Ci sono cassetti rigurgitanti magliette, ante di armadi traboccanti di vestiti, pavimenti ricoperti di indumenti di ogni genere, letti, divani sommersi dai nostri capi che smentiscono l’affermazione, ma noi donne siamo lì, disperate, quasi piangenti, a gridare la nostra verità: non ci manca “un” vestito, ci manca “il” vestito.
“Il” vestito. Che non è un capo di abbigliamento, è più simile ad una idea platonica di “vestità”. E’ quello che noi abbiamo in testa, dalla nascita, ma anche da prima, perché non eravamo ancora ovulo fecondato e nemmeno embrione, che già eravamo donne e sapevamo della sua esistenza. E anche che avremmo passato una vita a cercarlo, inutilmente, come per tutti gli ideali.
E’ lui, il perfetto, quello nato apposta per l’occasione che oggi dobbiamo affrontare. Quello che non è né troppo corto né troppo lungo, è elegante però non impegnativo, è chic ma comodo. Quello, lui, che miracolosamente non ti fa la pancia e nemmeno il sedere, ma altrettanto miracolosamente fa vedere che li hai, ed al posto giusto. Quello che non tira sul seno ma non te lo appiattisce come una tavola da stiro, epperò manco te lo rigurgita come se fossi una vacca sfasciata. Perché lui, il vestito giusto, questo maledetto, è quello che ti fa la linea di Audrey Hepburn ma con le curve di Angelina Jolie.
Noi lo sappiamo, che esiste. Come gli antichi cavalieri della tavola rotonda sapevano che esisteva il Sacro Graal. Lo cerchiamo con la stessa determinazione, e anche di più, perché, diciamocelo chiaro, Lancillotto si sarebbe sentito tremare i polsi di fronte ad una simile impresa: affrontare una decina di draghi incazzosi è niente rispetto ad un pomeriggio di shopping selvaggio in stagione di saldi.
Lui c’è.

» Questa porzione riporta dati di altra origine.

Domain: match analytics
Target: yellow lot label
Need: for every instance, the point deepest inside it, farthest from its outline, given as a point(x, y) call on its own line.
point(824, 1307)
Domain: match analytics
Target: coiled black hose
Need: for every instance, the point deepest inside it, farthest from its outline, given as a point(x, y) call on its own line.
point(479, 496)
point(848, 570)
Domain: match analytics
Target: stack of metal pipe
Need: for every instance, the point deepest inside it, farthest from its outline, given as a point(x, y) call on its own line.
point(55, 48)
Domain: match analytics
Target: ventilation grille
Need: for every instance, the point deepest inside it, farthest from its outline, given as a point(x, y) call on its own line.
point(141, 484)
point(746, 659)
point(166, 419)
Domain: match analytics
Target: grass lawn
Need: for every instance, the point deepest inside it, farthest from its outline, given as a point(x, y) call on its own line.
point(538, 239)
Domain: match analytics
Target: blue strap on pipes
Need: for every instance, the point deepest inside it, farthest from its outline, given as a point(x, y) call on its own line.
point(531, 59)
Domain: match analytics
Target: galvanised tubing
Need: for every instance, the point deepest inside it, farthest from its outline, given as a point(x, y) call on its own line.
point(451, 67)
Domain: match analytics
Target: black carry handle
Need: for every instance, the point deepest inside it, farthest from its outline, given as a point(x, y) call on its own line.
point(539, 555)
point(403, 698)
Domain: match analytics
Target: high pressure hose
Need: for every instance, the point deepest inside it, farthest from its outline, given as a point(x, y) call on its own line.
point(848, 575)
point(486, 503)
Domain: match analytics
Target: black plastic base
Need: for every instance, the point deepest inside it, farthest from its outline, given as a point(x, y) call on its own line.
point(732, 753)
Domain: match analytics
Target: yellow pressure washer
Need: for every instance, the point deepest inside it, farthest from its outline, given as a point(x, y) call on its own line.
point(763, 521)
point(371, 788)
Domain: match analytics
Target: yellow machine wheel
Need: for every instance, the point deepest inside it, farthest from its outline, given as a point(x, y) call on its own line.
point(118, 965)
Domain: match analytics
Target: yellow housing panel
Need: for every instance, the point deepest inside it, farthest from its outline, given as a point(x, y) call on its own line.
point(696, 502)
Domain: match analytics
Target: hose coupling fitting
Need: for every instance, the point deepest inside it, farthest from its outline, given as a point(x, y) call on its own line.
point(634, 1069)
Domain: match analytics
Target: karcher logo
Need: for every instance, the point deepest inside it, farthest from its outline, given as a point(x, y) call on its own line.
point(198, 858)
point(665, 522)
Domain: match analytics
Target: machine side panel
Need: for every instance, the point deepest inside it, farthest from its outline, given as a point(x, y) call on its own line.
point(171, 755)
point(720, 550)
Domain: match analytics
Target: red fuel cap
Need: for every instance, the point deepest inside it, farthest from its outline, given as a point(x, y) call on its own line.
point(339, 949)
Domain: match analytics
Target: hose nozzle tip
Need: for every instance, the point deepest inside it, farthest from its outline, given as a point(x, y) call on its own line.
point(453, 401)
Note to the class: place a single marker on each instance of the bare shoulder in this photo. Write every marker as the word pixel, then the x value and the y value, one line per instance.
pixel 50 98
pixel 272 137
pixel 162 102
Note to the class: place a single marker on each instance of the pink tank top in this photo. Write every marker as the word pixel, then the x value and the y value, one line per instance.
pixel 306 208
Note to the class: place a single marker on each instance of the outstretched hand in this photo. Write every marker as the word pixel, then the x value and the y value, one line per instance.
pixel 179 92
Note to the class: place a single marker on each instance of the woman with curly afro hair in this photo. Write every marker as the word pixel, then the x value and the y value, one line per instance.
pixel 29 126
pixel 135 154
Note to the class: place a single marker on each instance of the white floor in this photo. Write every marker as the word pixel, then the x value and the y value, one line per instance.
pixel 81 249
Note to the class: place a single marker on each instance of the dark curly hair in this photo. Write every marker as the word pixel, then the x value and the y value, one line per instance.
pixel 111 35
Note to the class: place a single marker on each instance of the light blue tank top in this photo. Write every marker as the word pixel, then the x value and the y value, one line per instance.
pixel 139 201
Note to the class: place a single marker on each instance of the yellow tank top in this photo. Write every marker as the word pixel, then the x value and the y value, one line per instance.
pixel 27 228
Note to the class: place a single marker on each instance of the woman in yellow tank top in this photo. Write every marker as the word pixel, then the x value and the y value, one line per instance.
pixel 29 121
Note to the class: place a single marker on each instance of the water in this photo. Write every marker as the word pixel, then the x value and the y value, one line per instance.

Da qualche parte. E’ nascosto in una vetrina che non abbiamo studiato a fondo, in uno scaffale oscuro dove una perfida commessa lo ha relegato. Spetta a noi scoprirlo, salvarlo da questo mondo che non lo capisce e non lo apprezza, perché siamo anime gemelle, noi e lui, e destinate dall’inizio dei secoli ad essere prima o poi unite. Ogni volta che compriamo un vestito, siamo certe che è lui; ma come nelle favole, bisogna baciarne tanti di ranocchi prima di trovare quello che si trasforma in principe, ed anche con gli abiti è così. Portati a casa ed indossati, quasi sempre si rivelano per ciò che sono: ranocchi e basta, perché le luci dei negozi sono raggi di incantesimi che fanno sembrare le cose ciò che non sono, e vestiti, lontano da esse, mostrano la loro forma reale. Cadono come sacchi sformati, segnano il sedere come fosse una mongolfiera, dilatano le cosciotte, incicciottisono le ginocchia, invece che una dea ti fanno sembrare una salsiccia. Così li seppelliamo nei fondi degli armadi, appendiamo alle grucce queste vestigia delle nostre delusioni, a pencolare neglette.
E noi siamo lì, davanti all’armadio, che le guardiamo, orfane del nostro principe azzurro e accerchiate da cenci. Ma mai disposte ad arrenderci. Come con il grande amore che non arriva, così con i vestiti. Prendiamo atto del fallimento, diciamo: «Non ho niente da mettermi.» e via, siamo pronte a ripartire.